Consider how Kathleen Stock is typically represented as having been forced out of her job by student protests or by trans activists. Stock was publicly supported by her vice chancellor on the grounds of protecting her free speech. In one instance, a PhD student from another university was scheduled to give a talk at the same time as Stock. The student was going to offer a critique of “gender critical” feminism including Stock’s work. Stock cancelled her own talk. “Gender critical” academics Judith Suissa and Alice Sullivan describe these events in the following way, “when Stock was invited to give a lecture on aesthetics at her own institution, graduate students invited a twitter-troll known primarily for her obsessive interest in Stock to give a talk denouncing her at the same time. Stock told The Times, ‘Forty faculty attended. I was very upset.’”[23] Not only was the PhD student simply dismissed as a “twitter-troll,” but that she was invited to speak and that people attended her talk was called “bullying.” The student’s own arguments are not represented as exercising her own free speech but as cancelling Stock’s (even though she technically cancelled herself).

The dismissal of critiques of gender critical beliefs as harassment is exercised in the actual judgement. The judgement is thus an import of an already-told, much-rehearsed story that gets told across diverse media about how “gender critical” feminists being hounded out of their jobs. Imports become exports. Many of the people who have written to me about being harassed by colleagues who are part of the “gender critical” feminist movement, have noted how these colleagues typically use the media to extend that harassment by telling the story of what happened, which they alone get to tell at least publicly, whilst using these same stories to position themselves as having been censored.[24] I noted in my 2021 book Complaint! that who controls the story of a complaint often repeats who controls the situation that the complaint is about. [25]

The dismissal of objections to the network as harassment of a person with “gender critical beliefs” is not only a failure of judgment but a sign of the success of “gender critical” feminism as a PR machine. And so, with the repetition of this story of censorship comes an increase in profoundly offensive speech acts about trans people as dangerous and deluded that many people will find “profoundly offensive,” to quote again from the Forstater ETA. Any objections to the network, or any critiques of the work of scholars attached to the network, can then also be used as evidence in future cases brought to Employment Tribunals.[26]

I opened this post by suggesting that how Employment Tribunals are dealing with cases of protected beliefs could threaten the Equality Act (2010) itself with its clear statement of “a positive equality duty.” I would argue that the success of “gender critical” feminists is in part because of the central idea that biological sex is immutable, what cannot be changed, is very attractive to people with a conservative “anti-woke” agenda. In other words, the successes of “gender critical” advocates at Employment Tribunals are not feminist successes; they might even signal the opposite of a feminist success – becoming the basis for an ever-tightening model of sex, reproduction, body, nature and culture that could end up eroding hard-fought-for rights including to bodily autonomy.
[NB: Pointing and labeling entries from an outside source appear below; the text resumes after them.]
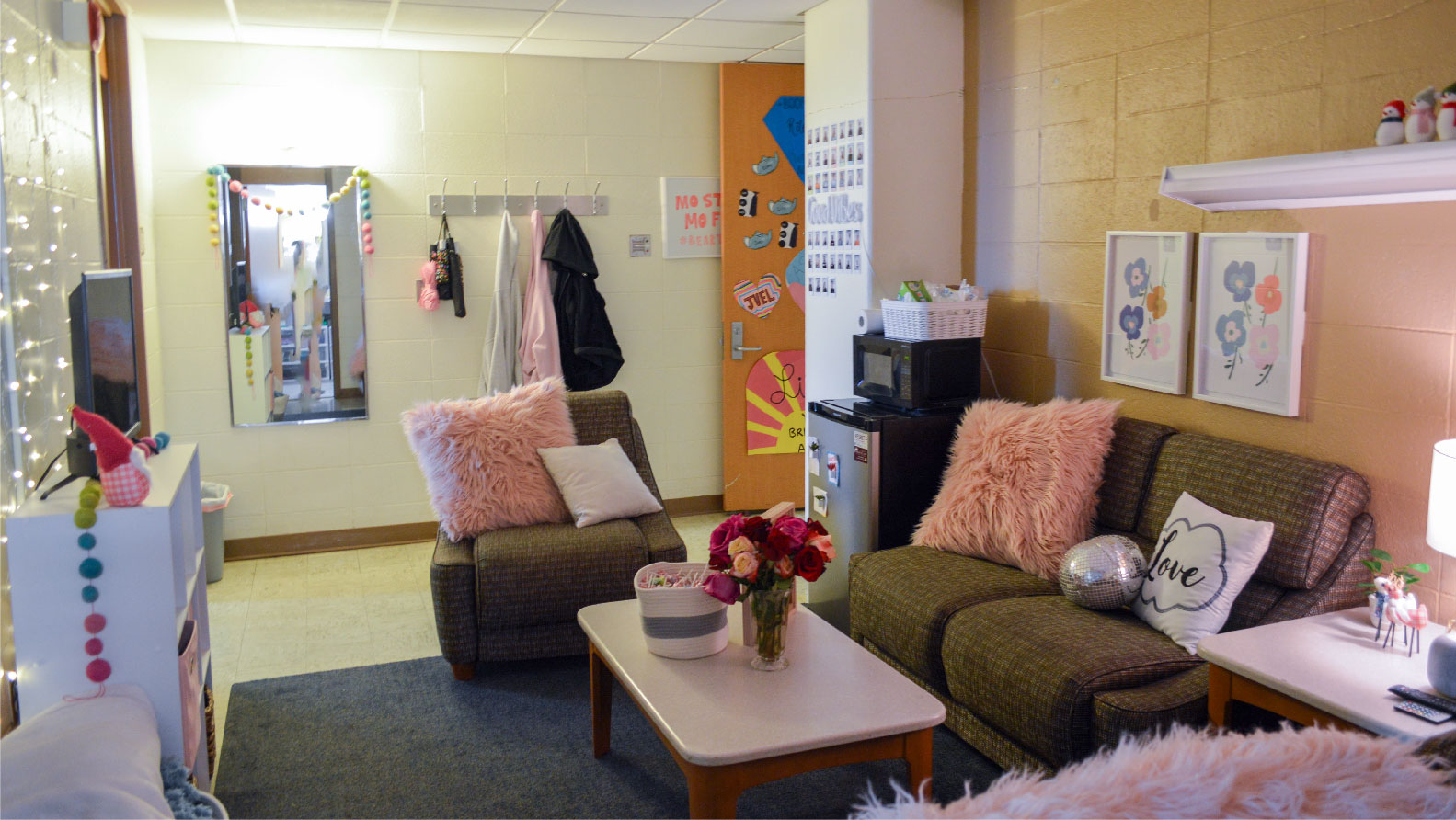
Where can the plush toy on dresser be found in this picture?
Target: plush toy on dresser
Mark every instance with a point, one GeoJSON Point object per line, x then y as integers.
{"type": "Point", "coordinates": [1420, 126]}
{"type": "Point", "coordinates": [1446, 120]}
{"type": "Point", "coordinates": [1391, 131]}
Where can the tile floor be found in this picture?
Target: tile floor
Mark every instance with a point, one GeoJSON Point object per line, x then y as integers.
{"type": "Point", "coordinates": [300, 613]}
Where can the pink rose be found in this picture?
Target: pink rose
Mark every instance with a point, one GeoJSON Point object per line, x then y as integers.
{"type": "Point", "coordinates": [824, 545]}
{"type": "Point", "coordinates": [721, 587]}
{"type": "Point", "coordinates": [739, 545]}
{"type": "Point", "coordinates": [746, 567]}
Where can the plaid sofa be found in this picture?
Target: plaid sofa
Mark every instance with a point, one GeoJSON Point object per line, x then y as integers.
{"type": "Point", "coordinates": [514, 593]}
{"type": "Point", "coordinates": [1031, 679]}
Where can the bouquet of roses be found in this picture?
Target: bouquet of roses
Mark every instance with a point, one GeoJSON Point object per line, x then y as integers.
{"type": "Point", "coordinates": [757, 553]}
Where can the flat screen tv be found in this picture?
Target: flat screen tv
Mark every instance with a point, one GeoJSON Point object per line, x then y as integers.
{"type": "Point", "coordinates": [104, 348]}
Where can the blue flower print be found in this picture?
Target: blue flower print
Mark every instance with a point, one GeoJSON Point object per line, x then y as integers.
{"type": "Point", "coordinates": [1131, 321]}
{"type": "Point", "coordinates": [1232, 334]}
{"type": "Point", "coordinates": [1238, 279]}
{"type": "Point", "coordinates": [1136, 276]}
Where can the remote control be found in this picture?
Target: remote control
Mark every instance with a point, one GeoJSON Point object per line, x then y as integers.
{"type": "Point", "coordinates": [1424, 698]}
{"type": "Point", "coordinates": [1424, 712]}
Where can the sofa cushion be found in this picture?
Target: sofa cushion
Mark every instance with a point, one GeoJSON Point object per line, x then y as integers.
{"type": "Point", "coordinates": [900, 598]}
{"type": "Point", "coordinates": [1311, 503]}
{"type": "Point", "coordinates": [545, 573]}
{"type": "Point", "coordinates": [1128, 471]}
{"type": "Point", "coordinates": [1031, 666]}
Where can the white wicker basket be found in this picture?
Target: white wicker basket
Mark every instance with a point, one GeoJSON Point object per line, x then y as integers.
{"type": "Point", "coordinates": [681, 622]}
{"type": "Point", "coordinates": [922, 321]}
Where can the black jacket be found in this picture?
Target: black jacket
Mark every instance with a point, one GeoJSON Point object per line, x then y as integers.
{"type": "Point", "coordinates": [590, 354]}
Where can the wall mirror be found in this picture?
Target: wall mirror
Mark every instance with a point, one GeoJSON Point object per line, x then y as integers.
{"type": "Point", "coordinates": [294, 291]}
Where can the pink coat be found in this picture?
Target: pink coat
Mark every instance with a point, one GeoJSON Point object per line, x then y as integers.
{"type": "Point", "coordinates": [539, 348]}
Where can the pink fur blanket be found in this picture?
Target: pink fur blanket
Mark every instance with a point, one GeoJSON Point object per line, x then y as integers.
{"type": "Point", "coordinates": [1311, 772]}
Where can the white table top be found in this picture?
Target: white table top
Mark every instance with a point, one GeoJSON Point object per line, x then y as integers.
{"type": "Point", "coordinates": [718, 710]}
{"type": "Point", "coordinates": [1333, 663]}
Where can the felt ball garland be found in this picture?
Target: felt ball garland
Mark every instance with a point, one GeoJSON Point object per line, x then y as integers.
{"type": "Point", "coordinates": [90, 568]}
{"type": "Point", "coordinates": [220, 184]}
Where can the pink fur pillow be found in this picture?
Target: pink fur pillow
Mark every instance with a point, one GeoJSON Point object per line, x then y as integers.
{"type": "Point", "coordinates": [479, 458]}
{"type": "Point", "coordinates": [1023, 483]}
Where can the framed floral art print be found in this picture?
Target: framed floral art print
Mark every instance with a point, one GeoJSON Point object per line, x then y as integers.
{"type": "Point", "coordinates": [1145, 309]}
{"type": "Point", "coordinates": [1250, 321]}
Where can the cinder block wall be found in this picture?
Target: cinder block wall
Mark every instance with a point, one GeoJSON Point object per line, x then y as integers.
{"type": "Point", "coordinates": [1081, 104]}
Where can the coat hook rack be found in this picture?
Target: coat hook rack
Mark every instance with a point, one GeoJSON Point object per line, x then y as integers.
{"type": "Point", "coordinates": [440, 204]}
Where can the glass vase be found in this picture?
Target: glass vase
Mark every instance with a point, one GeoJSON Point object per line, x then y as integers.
{"type": "Point", "coordinates": [771, 620]}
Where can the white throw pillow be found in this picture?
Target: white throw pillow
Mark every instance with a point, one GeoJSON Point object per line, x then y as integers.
{"type": "Point", "coordinates": [599, 483]}
{"type": "Point", "coordinates": [1201, 561]}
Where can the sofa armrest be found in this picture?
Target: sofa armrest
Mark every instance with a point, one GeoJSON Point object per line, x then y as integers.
{"type": "Point", "coordinates": [1178, 700]}
{"type": "Point", "coordinates": [452, 586]}
{"type": "Point", "coordinates": [663, 542]}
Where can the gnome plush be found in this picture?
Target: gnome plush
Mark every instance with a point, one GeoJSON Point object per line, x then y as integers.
{"type": "Point", "coordinates": [124, 475]}
{"type": "Point", "coordinates": [1446, 120]}
{"type": "Point", "coordinates": [1420, 126]}
{"type": "Point", "coordinates": [1391, 131]}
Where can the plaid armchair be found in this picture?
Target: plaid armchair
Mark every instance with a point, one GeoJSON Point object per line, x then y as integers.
{"type": "Point", "coordinates": [514, 593]}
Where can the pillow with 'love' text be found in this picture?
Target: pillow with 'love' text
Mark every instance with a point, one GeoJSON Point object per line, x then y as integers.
{"type": "Point", "coordinates": [1201, 561]}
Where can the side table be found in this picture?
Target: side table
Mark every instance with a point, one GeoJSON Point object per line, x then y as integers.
{"type": "Point", "coordinates": [1321, 670]}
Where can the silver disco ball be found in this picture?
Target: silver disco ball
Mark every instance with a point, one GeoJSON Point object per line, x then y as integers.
{"type": "Point", "coordinates": [1103, 573]}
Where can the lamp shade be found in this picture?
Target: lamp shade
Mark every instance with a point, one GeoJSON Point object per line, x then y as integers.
{"type": "Point", "coordinates": [1440, 521]}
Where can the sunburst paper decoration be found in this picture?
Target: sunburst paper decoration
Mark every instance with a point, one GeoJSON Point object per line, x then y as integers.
{"type": "Point", "coordinates": [774, 393]}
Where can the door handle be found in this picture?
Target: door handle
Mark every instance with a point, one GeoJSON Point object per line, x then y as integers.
{"type": "Point", "coordinates": [737, 341]}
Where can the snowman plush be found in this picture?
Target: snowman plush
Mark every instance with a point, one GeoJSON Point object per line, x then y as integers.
{"type": "Point", "coordinates": [1446, 120]}
{"type": "Point", "coordinates": [1420, 126]}
{"type": "Point", "coordinates": [1391, 131]}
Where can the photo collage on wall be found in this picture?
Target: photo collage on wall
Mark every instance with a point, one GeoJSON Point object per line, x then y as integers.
{"type": "Point", "coordinates": [834, 175]}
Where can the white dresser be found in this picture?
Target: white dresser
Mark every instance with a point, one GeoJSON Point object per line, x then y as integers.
{"type": "Point", "coordinates": [150, 581]}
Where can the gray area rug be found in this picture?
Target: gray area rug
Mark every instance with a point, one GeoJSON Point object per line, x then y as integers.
{"type": "Point", "coordinates": [408, 740]}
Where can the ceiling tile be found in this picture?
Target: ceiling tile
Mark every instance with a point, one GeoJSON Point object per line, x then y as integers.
{"type": "Point", "coordinates": [302, 35]}
{"type": "Point", "coordinates": [526, 5]}
{"type": "Point", "coordinates": [464, 20]}
{"type": "Point", "coordinates": [314, 14]}
{"type": "Point", "coordinates": [542, 47]}
{"type": "Point", "coordinates": [733, 34]}
{"type": "Point", "coordinates": [606, 28]}
{"type": "Point", "coordinates": [636, 7]}
{"type": "Point", "coordinates": [449, 42]}
{"type": "Point", "coordinates": [762, 10]}
{"type": "Point", "coordinates": [694, 52]}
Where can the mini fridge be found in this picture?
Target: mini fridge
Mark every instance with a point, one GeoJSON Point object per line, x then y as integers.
{"type": "Point", "coordinates": [873, 473]}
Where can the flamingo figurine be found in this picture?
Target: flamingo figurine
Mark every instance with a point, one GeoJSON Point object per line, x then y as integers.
{"type": "Point", "coordinates": [1404, 610]}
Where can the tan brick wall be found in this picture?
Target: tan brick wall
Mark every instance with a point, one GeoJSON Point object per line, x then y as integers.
{"type": "Point", "coordinates": [1081, 104]}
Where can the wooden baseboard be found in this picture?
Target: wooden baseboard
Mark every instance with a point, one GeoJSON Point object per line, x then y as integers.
{"type": "Point", "coordinates": [327, 541]}
{"type": "Point", "coordinates": [694, 506]}
{"type": "Point", "coordinates": [361, 538]}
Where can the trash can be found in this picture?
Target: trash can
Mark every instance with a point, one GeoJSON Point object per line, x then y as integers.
{"type": "Point", "coordinates": [214, 500]}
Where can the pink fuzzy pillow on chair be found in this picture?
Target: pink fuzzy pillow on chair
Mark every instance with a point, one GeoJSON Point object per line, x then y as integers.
{"type": "Point", "coordinates": [1023, 483]}
{"type": "Point", "coordinates": [479, 458]}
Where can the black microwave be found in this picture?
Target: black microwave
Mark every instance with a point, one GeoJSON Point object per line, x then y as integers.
{"type": "Point", "coordinates": [931, 374]}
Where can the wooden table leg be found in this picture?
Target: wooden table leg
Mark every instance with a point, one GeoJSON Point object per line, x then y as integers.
{"type": "Point", "coordinates": [712, 792]}
{"type": "Point", "coordinates": [600, 704]}
{"type": "Point", "coordinates": [919, 753]}
{"type": "Point", "coordinates": [1221, 689]}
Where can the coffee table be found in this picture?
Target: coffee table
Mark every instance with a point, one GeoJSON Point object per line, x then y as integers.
{"type": "Point", "coordinates": [731, 727]}
{"type": "Point", "coordinates": [1321, 670]}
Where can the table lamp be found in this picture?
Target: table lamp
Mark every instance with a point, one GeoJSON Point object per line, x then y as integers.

The very identification of diversity and equality as “woke” is an argument that change is being imposed or that beliefs in change (that sex can be changed, or bodies, or marriage, or families, or institutions or history) are being imposed. Conservative and anti-woke commentators are thus now increasingly targeting equality and diversity initiatives in the UK and elsewhere. Queer rainbow flags, the use of pronouns in signatures, critical race theory, Gender Studies, diversity statements and gender inclusive language are all routinely dismissed and described as “ideological capture” and as “compelled speech.”[27]

Take another Employment Tribunal case brought by Sean Corby (2023, 805305). His employer, ACAS, had ordered him to remove comments he had made criticising Critical Race Theory on social media. Corby’s argument was that “critical race theory” encouraging division by branding white people racist. The tribunal unanimously concluded that Corby’s beliefs are “worthy of respect in a democratic society,” even “if they are not universally shared and were objected to by some of the claimant’s colleagues.” Mr Corby said of the judgement: “Colleagues who’d never met me and knew nothing about me or my life targeted me and called me a racist. This caused me a great deal of distress.” He added: “I’m delighted we have made a stand and taken a step to embedding in the workplace a more conciliatory and harmonious approach to dealing with issues around race.”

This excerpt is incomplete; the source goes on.